Numa era em que a inteligência artificial já não é um conceito futurista, mas uma realidade presente, as arquitecturas subjacentes da rede enfrentam um desafio sem precedentes. À medida que a IA passa de projectos-piloto isolados para componentes essenciais dos quadros operacionais, as infra-estruturas de rede tradicionais, que nos têm servido durante décadas, começam agora a revelar as suas limitações. Esta descoberta vai além de um percalço técnico; marca um ponto de viragem crítico na nossa trajectória rumo à transformação digital plena.
A natureza imprevisível do tráfego gerado por IA
As aplicações de IA estão a remodelar o panorama do tráfego de rede. A inferência contínua, a comunicação entre agentes e os pipelines de dados em tempo real geram um tipo de tráfego que os sistemas legados nunca foram concebidos para suportar. Historicamente, as redes operavam com padrões estáticos e previsíveis, em que as cargas de tráfego eram geríveis e, em grande medida, antecipadas. No entanto, a natureza dinâmica e frequentemente imprevisível do tráfego gerado por IA exige um novo nível de adaptabilidade da rede — algo que as arquitecturas tradicionais não oferecem.

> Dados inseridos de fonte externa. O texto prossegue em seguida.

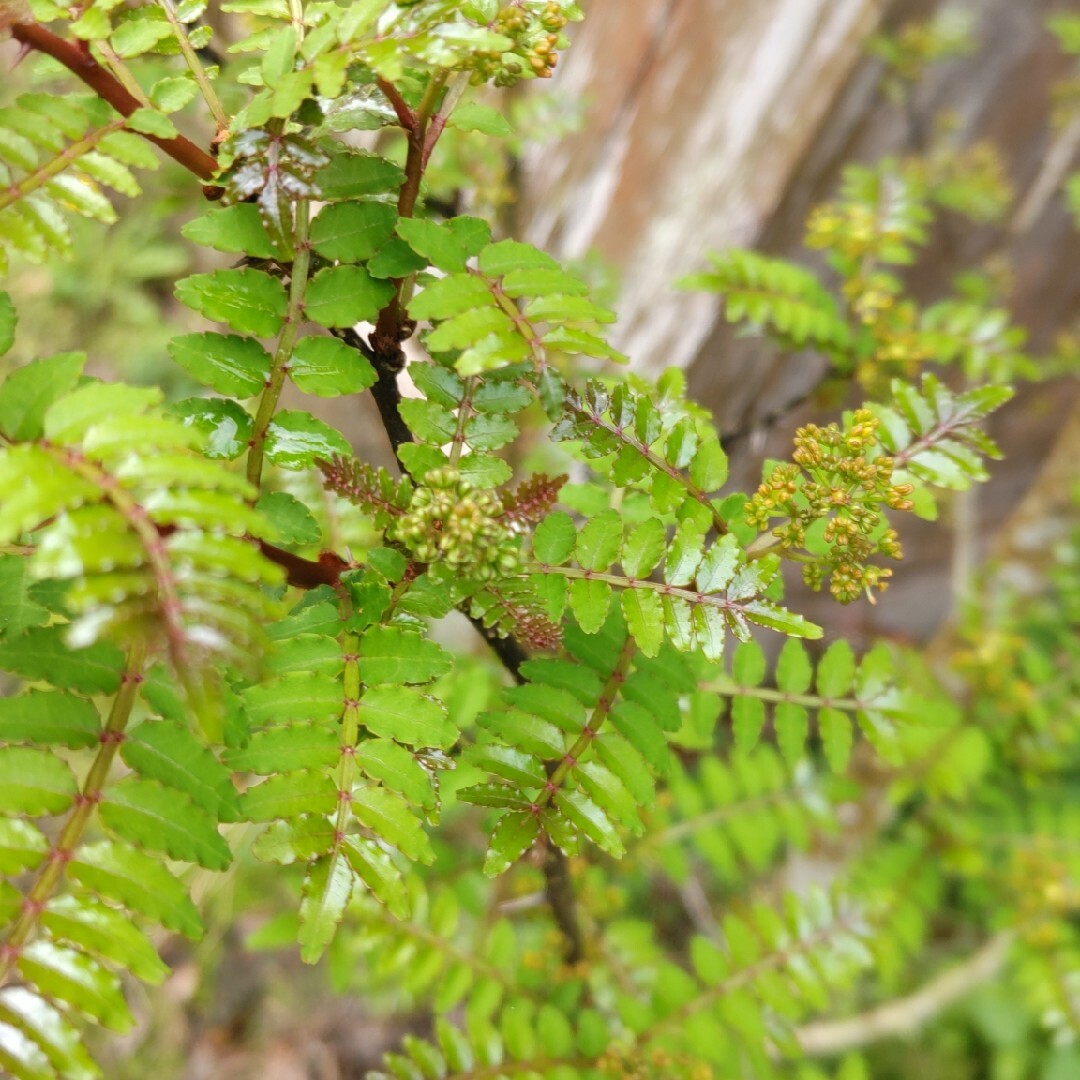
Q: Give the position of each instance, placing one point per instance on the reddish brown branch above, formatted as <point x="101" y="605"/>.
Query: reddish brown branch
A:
<point x="304" y="572"/>
<point x="405" y="116"/>
<point x="82" y="65"/>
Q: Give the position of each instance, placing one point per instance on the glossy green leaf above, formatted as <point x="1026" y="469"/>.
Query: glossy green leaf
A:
<point x="142" y="883"/>
<point x="836" y="671"/>
<point x="235" y="228"/>
<point x="288" y="796"/>
<point x="341" y="296"/>
<point x="50" y="717"/>
<point x="395" y="768"/>
<point x="392" y="655"/>
<point x="584" y="814"/>
<point x="8" y="323"/>
<point x="358" y="175"/>
<point x="296" y="440"/>
<point x="66" y="974"/>
<point x="407" y="716"/>
<point x="229" y="364"/>
<point x="251" y="301"/>
<point x="106" y="932"/>
<point x="34" y="782"/>
<point x="49" y="1033"/>
<point x="169" y="753"/>
<point x="28" y="391"/>
<point x="352" y="231"/>
<point x="513" y="835"/>
<point x="836" y="737"/>
<point x="23" y="846"/>
<point x="285" y="748"/>
<point x="225" y="424"/>
<point x="590" y="601"/>
<point x="327" y="367"/>
<point x="162" y="819"/>
<point x="379" y="874"/>
<point x="643" y="609"/>
<point x="599" y="540"/>
<point x="326" y="889"/>
<point x="391" y="820"/>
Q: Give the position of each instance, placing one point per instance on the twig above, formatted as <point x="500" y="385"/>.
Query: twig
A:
<point x="109" y="89"/>
<point x="558" y="889"/>
<point x="198" y="71"/>
<point x="297" y="289"/>
<point x="905" y="1015"/>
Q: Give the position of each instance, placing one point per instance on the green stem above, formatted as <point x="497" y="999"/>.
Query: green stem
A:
<point x="153" y="544"/>
<point x="655" y="460"/>
<point x="297" y="291"/>
<point x="71" y="834"/>
<point x="464" y="410"/>
<point x="57" y="164"/>
<point x="202" y="80"/>
<point x="590" y="731"/>
<point x="729" y="688"/>
<point x="746" y="976"/>
<point x="350" y="736"/>
<point x="296" y="14"/>
<point x="123" y="76"/>
<point x="658" y="586"/>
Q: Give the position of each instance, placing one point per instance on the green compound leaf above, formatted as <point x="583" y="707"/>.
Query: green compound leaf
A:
<point x="251" y="301"/>
<point x="352" y="232"/>
<point x="288" y="796"/>
<point x="437" y="243"/>
<point x="169" y="753"/>
<point x="70" y="418"/>
<point x="162" y="819"/>
<point x="358" y="175"/>
<point x="237" y="229"/>
<point x="380" y="874"/>
<point x="45" y="1031"/>
<point x="289" y="520"/>
<point x="341" y="296"/>
<point x="328" y="367"/>
<point x="294" y="697"/>
<point x="142" y="883"/>
<point x="407" y="716"/>
<point x="396" y="769"/>
<point x="8" y="322"/>
<point x="554" y="539"/>
<point x="27" y="393"/>
<point x="514" y="834"/>
<point x="391" y="655"/>
<point x="325" y="895"/>
<point x="390" y="818"/>
<point x="34" y="782"/>
<point x="65" y="974"/>
<point x="286" y="748"/>
<point x="23" y="846"/>
<point x="296" y="440"/>
<point x="225" y="424"/>
<point x="105" y="932"/>
<point x="50" y="718"/>
<point x="229" y="364"/>
<point x="18" y="610"/>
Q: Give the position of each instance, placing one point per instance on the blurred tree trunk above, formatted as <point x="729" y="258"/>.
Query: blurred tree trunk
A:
<point x="712" y="123"/>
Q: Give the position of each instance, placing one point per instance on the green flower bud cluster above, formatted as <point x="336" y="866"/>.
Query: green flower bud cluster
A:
<point x="536" y="31"/>
<point x="835" y="477"/>
<point x="449" y="523"/>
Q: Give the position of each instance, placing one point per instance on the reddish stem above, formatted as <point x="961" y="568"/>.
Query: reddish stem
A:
<point x="405" y="116"/>
<point x="82" y="65"/>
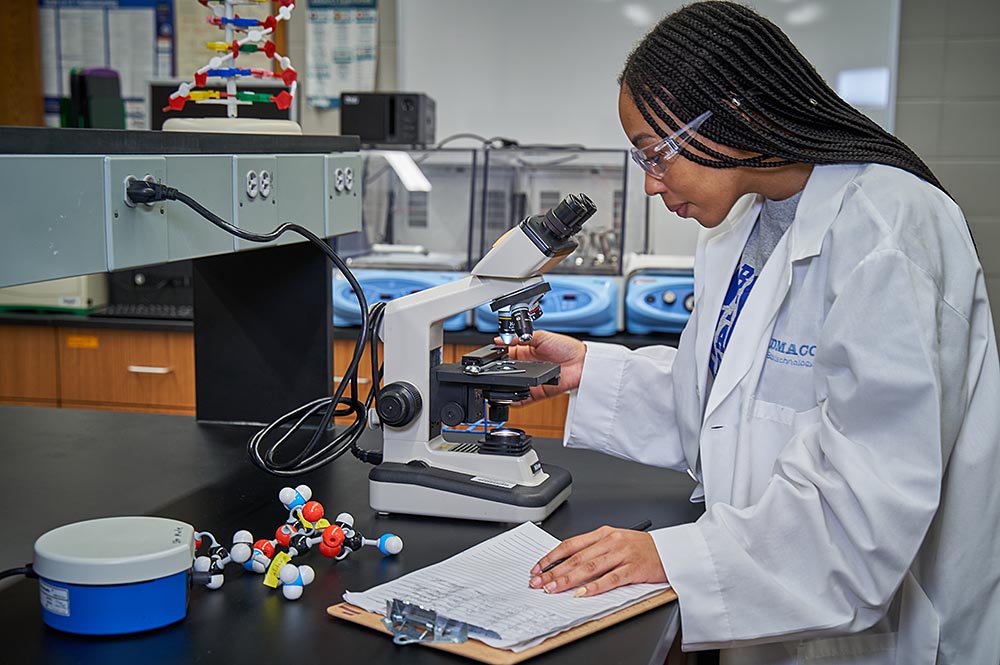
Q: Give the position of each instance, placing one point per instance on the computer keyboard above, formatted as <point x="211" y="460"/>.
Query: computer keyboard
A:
<point x="145" y="311"/>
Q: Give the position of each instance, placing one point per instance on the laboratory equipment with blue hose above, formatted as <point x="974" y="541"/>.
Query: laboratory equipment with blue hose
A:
<point x="659" y="293"/>
<point x="386" y="285"/>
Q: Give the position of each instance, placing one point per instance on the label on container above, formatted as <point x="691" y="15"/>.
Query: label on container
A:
<point x="54" y="599"/>
<point x="492" y="481"/>
<point x="82" y="341"/>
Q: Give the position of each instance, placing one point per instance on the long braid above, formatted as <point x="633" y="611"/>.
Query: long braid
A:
<point x="765" y="97"/>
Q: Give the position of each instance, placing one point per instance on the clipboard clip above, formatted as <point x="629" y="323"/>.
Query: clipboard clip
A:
<point x="411" y="623"/>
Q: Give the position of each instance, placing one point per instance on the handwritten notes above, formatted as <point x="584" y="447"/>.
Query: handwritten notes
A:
<point x="487" y="586"/>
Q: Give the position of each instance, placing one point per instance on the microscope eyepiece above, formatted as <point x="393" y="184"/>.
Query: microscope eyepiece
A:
<point x="566" y="218"/>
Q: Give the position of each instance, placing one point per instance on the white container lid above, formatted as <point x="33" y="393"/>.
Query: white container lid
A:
<point x="115" y="550"/>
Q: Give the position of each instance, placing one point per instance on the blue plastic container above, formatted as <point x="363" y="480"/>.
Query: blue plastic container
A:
<point x="658" y="303"/>
<point x="115" y="575"/>
<point x="386" y="285"/>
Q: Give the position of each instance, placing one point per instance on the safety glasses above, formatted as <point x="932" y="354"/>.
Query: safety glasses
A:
<point x="655" y="159"/>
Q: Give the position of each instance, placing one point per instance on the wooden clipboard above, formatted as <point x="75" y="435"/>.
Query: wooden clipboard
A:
<point x="484" y="653"/>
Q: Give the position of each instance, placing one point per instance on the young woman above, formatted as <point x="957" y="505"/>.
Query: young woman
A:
<point x="835" y="393"/>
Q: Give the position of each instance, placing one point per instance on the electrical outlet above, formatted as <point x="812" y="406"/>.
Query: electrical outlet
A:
<point x="137" y="233"/>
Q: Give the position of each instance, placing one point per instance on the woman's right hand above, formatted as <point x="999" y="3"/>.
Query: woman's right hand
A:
<point x="567" y="351"/>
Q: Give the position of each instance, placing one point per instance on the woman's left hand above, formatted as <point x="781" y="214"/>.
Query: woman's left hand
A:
<point x="599" y="561"/>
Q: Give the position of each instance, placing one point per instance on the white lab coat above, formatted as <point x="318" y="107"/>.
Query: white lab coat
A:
<point x="849" y="450"/>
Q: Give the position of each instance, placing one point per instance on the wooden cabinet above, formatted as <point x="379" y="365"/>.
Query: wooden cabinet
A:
<point x="153" y="371"/>
<point x="97" y="368"/>
<point x="29" y="366"/>
<point x="127" y="370"/>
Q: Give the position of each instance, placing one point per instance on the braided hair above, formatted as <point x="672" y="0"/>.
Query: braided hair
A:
<point x="765" y="97"/>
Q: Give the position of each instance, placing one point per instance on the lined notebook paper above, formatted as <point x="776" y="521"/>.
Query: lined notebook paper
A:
<point x="487" y="586"/>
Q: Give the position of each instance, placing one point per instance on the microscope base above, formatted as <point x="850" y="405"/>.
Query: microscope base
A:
<point x="412" y="489"/>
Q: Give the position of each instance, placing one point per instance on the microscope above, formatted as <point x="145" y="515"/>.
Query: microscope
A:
<point x="498" y="477"/>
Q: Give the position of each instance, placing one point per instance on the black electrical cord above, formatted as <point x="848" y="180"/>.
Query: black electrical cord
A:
<point x="317" y="452"/>
<point x="495" y="142"/>
<point x="26" y="570"/>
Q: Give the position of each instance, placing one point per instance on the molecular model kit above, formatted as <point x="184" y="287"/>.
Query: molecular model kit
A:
<point x="305" y="528"/>
<point x="242" y="35"/>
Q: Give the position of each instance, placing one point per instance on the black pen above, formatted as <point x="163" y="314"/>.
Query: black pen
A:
<point x="641" y="526"/>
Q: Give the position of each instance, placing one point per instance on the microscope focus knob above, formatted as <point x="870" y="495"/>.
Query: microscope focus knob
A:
<point x="398" y="404"/>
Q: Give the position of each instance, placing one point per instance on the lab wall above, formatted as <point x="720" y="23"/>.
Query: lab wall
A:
<point x="948" y="110"/>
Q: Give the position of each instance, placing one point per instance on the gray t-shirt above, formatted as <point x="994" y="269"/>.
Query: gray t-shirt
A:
<point x="774" y="219"/>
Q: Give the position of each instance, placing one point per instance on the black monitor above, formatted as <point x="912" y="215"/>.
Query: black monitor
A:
<point x="160" y="91"/>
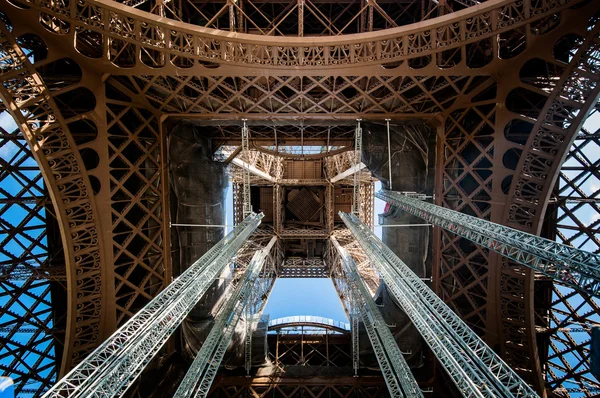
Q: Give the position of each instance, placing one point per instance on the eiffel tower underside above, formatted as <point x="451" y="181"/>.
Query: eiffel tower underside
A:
<point x="122" y="126"/>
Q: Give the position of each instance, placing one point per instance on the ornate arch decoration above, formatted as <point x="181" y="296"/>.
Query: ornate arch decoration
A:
<point x="29" y="100"/>
<point x="159" y="42"/>
<point x="566" y="108"/>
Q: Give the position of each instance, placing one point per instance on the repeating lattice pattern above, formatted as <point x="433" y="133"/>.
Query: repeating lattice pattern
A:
<point x="578" y="217"/>
<point x="137" y="185"/>
<point x="297" y="95"/>
<point x="467" y="187"/>
<point x="28" y="352"/>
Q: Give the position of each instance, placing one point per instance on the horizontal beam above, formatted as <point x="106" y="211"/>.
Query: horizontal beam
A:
<point x="110" y="369"/>
<point x="201" y="373"/>
<point x="239" y="162"/>
<point x="347" y="173"/>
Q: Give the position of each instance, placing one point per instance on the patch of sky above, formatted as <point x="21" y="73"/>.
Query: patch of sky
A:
<point x="304" y="296"/>
<point x="28" y="300"/>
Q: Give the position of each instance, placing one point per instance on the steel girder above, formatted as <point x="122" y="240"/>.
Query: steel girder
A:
<point x="28" y="264"/>
<point x="115" y="364"/>
<point x="201" y="373"/>
<point x="397" y="374"/>
<point x="565" y="264"/>
<point x="473" y="366"/>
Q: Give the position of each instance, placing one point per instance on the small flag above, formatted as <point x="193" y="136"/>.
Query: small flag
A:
<point x="595" y="352"/>
<point x="6" y="387"/>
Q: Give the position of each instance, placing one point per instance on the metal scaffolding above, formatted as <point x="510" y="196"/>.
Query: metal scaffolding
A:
<point x="565" y="264"/>
<point x="201" y="374"/>
<point x="114" y="365"/>
<point x="396" y="372"/>
<point x="356" y="176"/>
<point x="247" y="205"/>
<point x="473" y="366"/>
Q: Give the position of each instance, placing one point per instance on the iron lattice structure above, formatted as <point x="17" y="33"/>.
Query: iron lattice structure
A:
<point x="93" y="86"/>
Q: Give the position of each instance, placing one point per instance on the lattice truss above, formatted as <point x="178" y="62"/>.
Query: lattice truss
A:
<point x="363" y="264"/>
<point x="544" y="111"/>
<point x="578" y="215"/>
<point x="263" y="388"/>
<point x="476" y="162"/>
<point x="27" y="265"/>
<point x="268" y="273"/>
<point x="467" y="38"/>
<point x="35" y="104"/>
<point x="295" y="17"/>
<point x="136" y="181"/>
<point x="281" y="95"/>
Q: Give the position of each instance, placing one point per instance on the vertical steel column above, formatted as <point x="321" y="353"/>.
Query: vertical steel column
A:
<point x="247" y="205"/>
<point x="355" y="343"/>
<point x="387" y="123"/>
<point x="396" y="372"/>
<point x="114" y="365"/>
<point x="200" y="376"/>
<point x="248" y="340"/>
<point x="474" y="367"/>
<point x="357" y="160"/>
<point x="565" y="264"/>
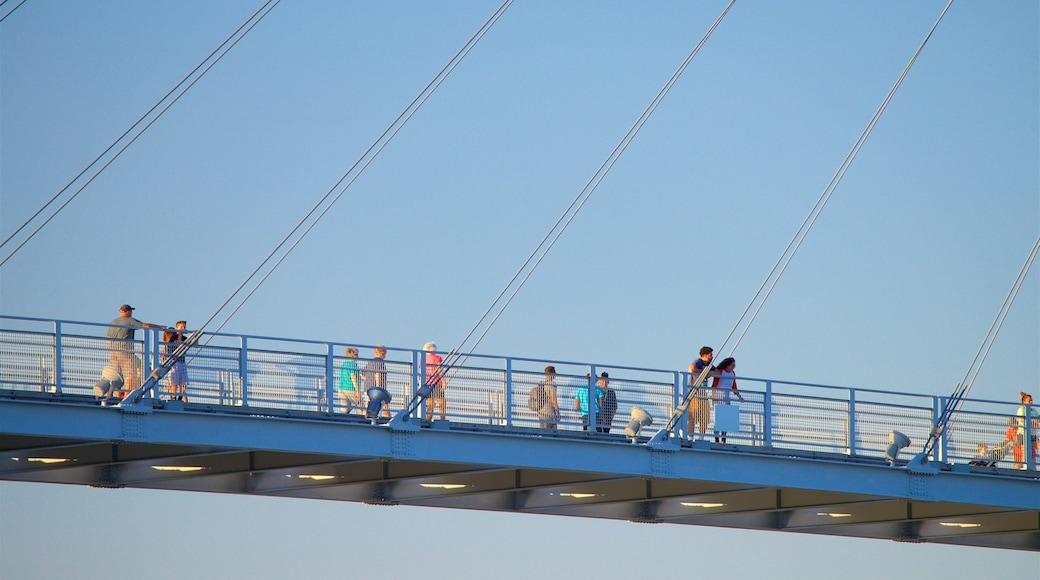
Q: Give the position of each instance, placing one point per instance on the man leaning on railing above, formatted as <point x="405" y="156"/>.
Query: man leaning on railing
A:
<point x="121" y="345"/>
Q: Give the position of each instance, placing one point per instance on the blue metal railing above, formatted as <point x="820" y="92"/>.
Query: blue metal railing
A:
<point x="65" y="359"/>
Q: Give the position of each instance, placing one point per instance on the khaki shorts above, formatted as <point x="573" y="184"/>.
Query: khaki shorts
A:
<point x="699" y="414"/>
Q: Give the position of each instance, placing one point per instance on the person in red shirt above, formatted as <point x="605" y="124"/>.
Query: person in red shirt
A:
<point x="435" y="378"/>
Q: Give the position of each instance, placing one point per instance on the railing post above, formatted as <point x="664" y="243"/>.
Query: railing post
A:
<point x="768" y="416"/>
<point x="419" y="377"/>
<point x="677" y="396"/>
<point x="938" y="403"/>
<point x="243" y="373"/>
<point x="57" y="357"/>
<point x="509" y="392"/>
<point x="330" y="376"/>
<point x="851" y="435"/>
<point x="1028" y="443"/>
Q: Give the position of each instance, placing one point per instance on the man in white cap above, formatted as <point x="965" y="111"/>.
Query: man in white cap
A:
<point x="435" y="379"/>
<point x="121" y="344"/>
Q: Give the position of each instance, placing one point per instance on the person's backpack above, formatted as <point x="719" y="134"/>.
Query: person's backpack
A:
<point x="536" y="398"/>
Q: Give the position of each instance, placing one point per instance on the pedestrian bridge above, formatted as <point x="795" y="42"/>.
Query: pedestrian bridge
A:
<point x="262" y="418"/>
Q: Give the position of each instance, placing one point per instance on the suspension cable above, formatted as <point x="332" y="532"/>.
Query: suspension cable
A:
<point x="961" y="391"/>
<point x="223" y="49"/>
<point x="803" y="230"/>
<point x="360" y="164"/>
<point x="4" y="17"/>
<point x="576" y="204"/>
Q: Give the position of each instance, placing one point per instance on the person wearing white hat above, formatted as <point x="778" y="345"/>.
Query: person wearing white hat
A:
<point x="121" y="346"/>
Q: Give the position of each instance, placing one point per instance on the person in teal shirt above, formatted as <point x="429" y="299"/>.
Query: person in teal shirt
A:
<point x="349" y="380"/>
<point x="581" y="399"/>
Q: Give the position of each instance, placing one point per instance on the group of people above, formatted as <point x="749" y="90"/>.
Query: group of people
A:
<point x="126" y="368"/>
<point x="721" y="392"/>
<point x="544" y="400"/>
<point x="711" y="387"/>
<point x="355" y="379"/>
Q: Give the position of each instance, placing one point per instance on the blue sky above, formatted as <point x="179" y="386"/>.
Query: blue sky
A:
<point x="893" y="289"/>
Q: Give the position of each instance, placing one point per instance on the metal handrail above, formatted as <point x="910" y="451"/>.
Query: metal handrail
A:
<point x="234" y="371"/>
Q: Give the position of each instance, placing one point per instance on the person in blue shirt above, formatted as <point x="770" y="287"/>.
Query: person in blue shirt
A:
<point x="581" y="399"/>
<point x="349" y="381"/>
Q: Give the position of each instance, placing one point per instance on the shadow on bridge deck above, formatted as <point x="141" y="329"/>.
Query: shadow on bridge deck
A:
<point x="307" y="454"/>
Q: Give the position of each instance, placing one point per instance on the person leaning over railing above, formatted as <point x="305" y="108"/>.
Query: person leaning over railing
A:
<point x="700" y="407"/>
<point x="349" y="380"/>
<point x="178" y="376"/>
<point x="723" y="388"/>
<point x="581" y="399"/>
<point x="375" y="372"/>
<point x="435" y="379"/>
<point x="121" y="347"/>
<point x="1033" y="414"/>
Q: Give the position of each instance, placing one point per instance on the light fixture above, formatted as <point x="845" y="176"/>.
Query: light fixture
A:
<point x="181" y="469"/>
<point x="377" y="397"/>
<point x="897" y="441"/>
<point x="110" y="381"/>
<point x="640" y="419"/>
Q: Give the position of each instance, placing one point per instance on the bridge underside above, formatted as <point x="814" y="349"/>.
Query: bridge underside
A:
<point x="459" y="467"/>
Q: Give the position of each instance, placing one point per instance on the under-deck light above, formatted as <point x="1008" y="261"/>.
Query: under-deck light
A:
<point x="443" y="485"/>
<point x="181" y="469"/>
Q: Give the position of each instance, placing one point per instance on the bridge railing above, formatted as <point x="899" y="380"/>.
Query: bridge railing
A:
<point x="65" y="359"/>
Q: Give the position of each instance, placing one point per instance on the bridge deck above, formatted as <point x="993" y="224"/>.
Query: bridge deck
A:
<point x="807" y="458"/>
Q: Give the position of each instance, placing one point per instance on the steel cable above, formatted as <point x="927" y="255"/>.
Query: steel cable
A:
<point x="239" y="32"/>
<point x="796" y="242"/>
<point x="363" y="161"/>
<point x="577" y="203"/>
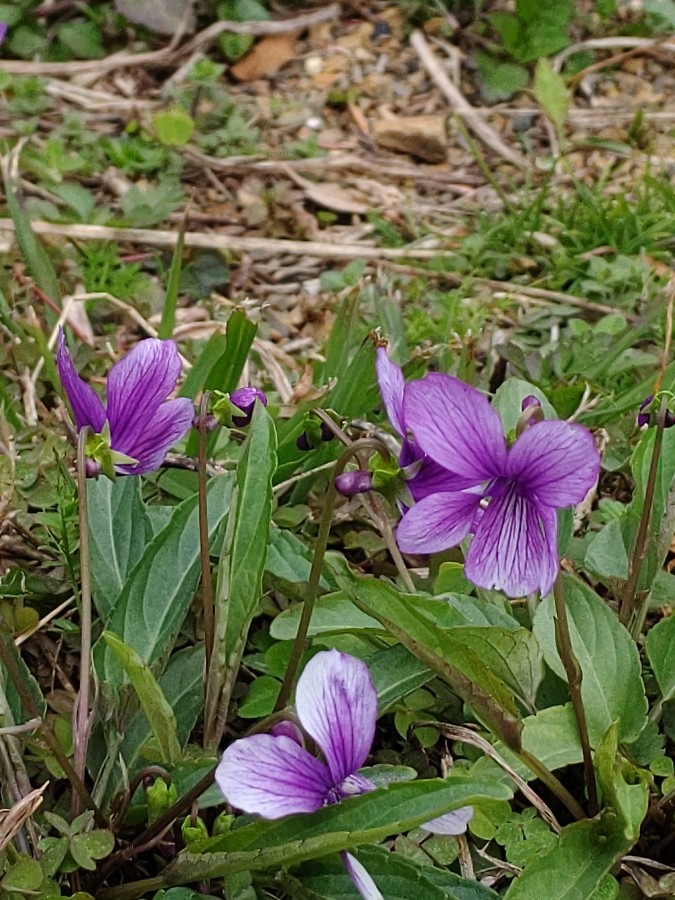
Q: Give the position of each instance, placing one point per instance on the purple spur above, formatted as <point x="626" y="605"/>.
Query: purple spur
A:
<point x="506" y="497"/>
<point x="272" y="775"/>
<point x="138" y="422"/>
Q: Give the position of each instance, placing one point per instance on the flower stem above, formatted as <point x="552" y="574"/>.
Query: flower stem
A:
<point x="207" y="589"/>
<point x="563" y="642"/>
<point x="633" y="609"/>
<point x="317" y="563"/>
<point x="82" y="720"/>
<point x="29" y="704"/>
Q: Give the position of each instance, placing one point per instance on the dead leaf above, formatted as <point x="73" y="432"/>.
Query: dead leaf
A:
<point x="266" y="57"/>
<point x="161" y="16"/>
<point x="329" y="195"/>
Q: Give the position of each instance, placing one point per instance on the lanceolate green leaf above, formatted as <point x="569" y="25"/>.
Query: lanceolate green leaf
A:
<point x="153" y="702"/>
<point x="397" y="878"/>
<point x="241" y="567"/>
<point x="118" y="530"/>
<point x="362" y="820"/>
<point x="159" y="590"/>
<point x="612" y="687"/>
<point x="661" y="654"/>
<point x="581" y="860"/>
<point x="460" y="666"/>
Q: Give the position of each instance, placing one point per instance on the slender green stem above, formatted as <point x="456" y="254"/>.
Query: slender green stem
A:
<point x="552" y="783"/>
<point x="82" y="717"/>
<point x="317" y="563"/>
<point x="207" y="588"/>
<point x="29" y="704"/>
<point x="632" y="610"/>
<point x="563" y="641"/>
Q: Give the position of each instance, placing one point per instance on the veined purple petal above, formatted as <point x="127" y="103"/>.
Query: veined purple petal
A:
<point x="137" y="386"/>
<point x="272" y="776"/>
<point x="336" y="703"/>
<point x="392" y="386"/>
<point x="455" y="425"/>
<point x="358" y="873"/>
<point x="554" y="463"/>
<point x="86" y="405"/>
<point x="437" y="522"/>
<point x="430" y="478"/>
<point x="514" y="546"/>
<point x="167" y="425"/>
<point x="451" y="823"/>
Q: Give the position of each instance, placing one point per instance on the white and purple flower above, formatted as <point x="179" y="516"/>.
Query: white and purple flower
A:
<point x="272" y="775"/>
<point x="506" y="497"/>
<point x="138" y="419"/>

Um estudo citado pela Cisco revela que um impressionante 80% dos executivos acreditam que a sobrevivência competitiva da sua empresa dependerá de agentic AI. O crescimento do uso de IA pelos consumidores está a acelerar esta mudança, alterando fundamentalmente a forma como o tráfego é gerado e distribuído. Isto exige uma reavaliação das estratégias de rede, já que os paradigmas antigos de gestão de redes deixaram de ser suficientes.
O desfasamento entre ambição e infra-estrutura
Apesar da integração ambiciosa de IA nas estratégias empresariais, existe um desfasamento preocupante entre estes objectivos e o estado actual da infra-estrutura de rede. De acordo com o estudo da Bloomberg, “The Future-Ready Enterprise”, enquanto 3 em cada 4 líderes consideram a IA uma prioridade ao nível do conselho, quase dois terços (65%) das empresas continuam a operar com infra-estruturas de transição ou legadas. Esta lacuna representa um obstáculo significativo para concretizar todo o potencial dos investimentos em IA.
As redes tradicionais foram construídas para tolerar latências de 100 a 500 milissegundos. Contudo, as cargas de trabalho de IA, sobretudo as mission-critical, exigem latência inferior a 10 milissegundos. Não se trata apenas de ajustar sistemas existentes; é uma mudança fundamental nas expectativas de desempenho que se afasta das premissas tradicionais do desenho de redes.